But on Monday, following a May 20 Tribune report about the case, Walters reduced the charges against Bell, the first of the accused to go to trial. Walters has not revealed his plans regarding the other defendants, one of whom is being prosecuted as a juvenile.
The aggravated battery charge against Bell involved the use of a dangerous weapon. Although no evidence of a gun, knife or other weapon was introduced, Walters argued, and the jury agreed, that the tennis shoes Bell was wearing at the time of the attack qualified as a dangerous weapon.
There were inconsistencies in the testimony of prosecution witnesses. Some said they saw Bell strike the victim in the face during a melee outside the gym, others said Bell struck the victim in the back, while still others said they were not sure Bell was involved.

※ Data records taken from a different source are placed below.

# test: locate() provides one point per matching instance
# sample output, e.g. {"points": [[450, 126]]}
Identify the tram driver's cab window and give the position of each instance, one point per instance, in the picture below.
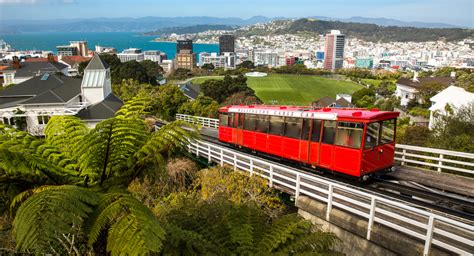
{"points": [[372, 135], [349, 134], [388, 131], [224, 119], [329, 132]]}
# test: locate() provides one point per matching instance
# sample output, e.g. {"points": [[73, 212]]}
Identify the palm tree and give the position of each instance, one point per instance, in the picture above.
{"points": [[74, 182]]}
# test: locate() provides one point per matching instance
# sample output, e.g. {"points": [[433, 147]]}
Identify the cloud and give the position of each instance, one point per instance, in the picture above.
{"points": [[29, 2]]}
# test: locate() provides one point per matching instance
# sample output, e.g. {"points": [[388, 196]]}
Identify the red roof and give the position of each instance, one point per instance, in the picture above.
{"points": [[308, 112]]}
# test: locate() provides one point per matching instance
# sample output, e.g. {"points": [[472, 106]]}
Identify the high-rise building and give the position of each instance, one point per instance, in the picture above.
{"points": [[334, 50], [186, 59], [82, 48], [185, 44], [226, 43], [131, 54]]}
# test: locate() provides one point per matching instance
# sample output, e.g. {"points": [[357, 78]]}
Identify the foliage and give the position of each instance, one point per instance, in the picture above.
{"points": [[241, 98], [247, 64], [219, 90], [388, 104], [375, 33], [454, 130], [201, 106], [238, 188], [80, 165], [168, 100], [415, 135], [223, 228]]}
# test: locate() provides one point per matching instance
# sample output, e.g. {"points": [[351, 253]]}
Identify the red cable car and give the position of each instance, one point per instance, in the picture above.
{"points": [[355, 142]]}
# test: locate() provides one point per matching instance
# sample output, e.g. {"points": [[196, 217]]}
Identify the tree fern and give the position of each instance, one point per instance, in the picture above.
{"points": [[50, 212], [134, 230]]}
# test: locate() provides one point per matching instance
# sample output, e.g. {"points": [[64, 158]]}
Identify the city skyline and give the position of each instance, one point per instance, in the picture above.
{"points": [[435, 11]]}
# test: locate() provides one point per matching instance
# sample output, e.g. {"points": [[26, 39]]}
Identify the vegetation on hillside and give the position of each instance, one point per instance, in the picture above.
{"points": [[374, 33]]}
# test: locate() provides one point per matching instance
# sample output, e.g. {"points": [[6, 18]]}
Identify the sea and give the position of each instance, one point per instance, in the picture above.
{"points": [[118, 40]]}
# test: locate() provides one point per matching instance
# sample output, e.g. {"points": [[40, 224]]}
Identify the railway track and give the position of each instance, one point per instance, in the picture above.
{"points": [[419, 196]]}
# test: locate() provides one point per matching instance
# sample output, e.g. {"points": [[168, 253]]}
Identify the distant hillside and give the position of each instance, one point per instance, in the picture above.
{"points": [[374, 33], [189, 29]]}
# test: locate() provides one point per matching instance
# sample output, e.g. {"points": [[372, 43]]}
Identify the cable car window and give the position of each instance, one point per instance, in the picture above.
{"points": [[276, 125], [388, 131], [349, 134], [250, 121], [329, 131], [262, 124], [293, 127], [372, 136], [223, 119], [306, 128], [316, 133]]}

Bell's court-appointed public defender, Blane Williams, had urged the teenager to accept a plea bargain on the eve of the trial, but Bell declined. Williams, who is black, did not challenge the composition of the jury pool, which included no African-Americans, and the defense rested without calling any witnesses. He also excluded the teenager's parents from the courtroom.
"Blane Williams did not want to go to trial, he was not prepared to go to trial and he was angry when he was forced to go to trial," said Alan Bean, director of Friends of Justice, a Texas-based civil rights group that has closely followed the Jena case. "So he just sort of plowed ahead and decided to go through the motions."
Williams did not return calls seeking comment about his handling of the case.
"The appellate court now gets a chance to set this right," Williams told The Associated Press after the verdict.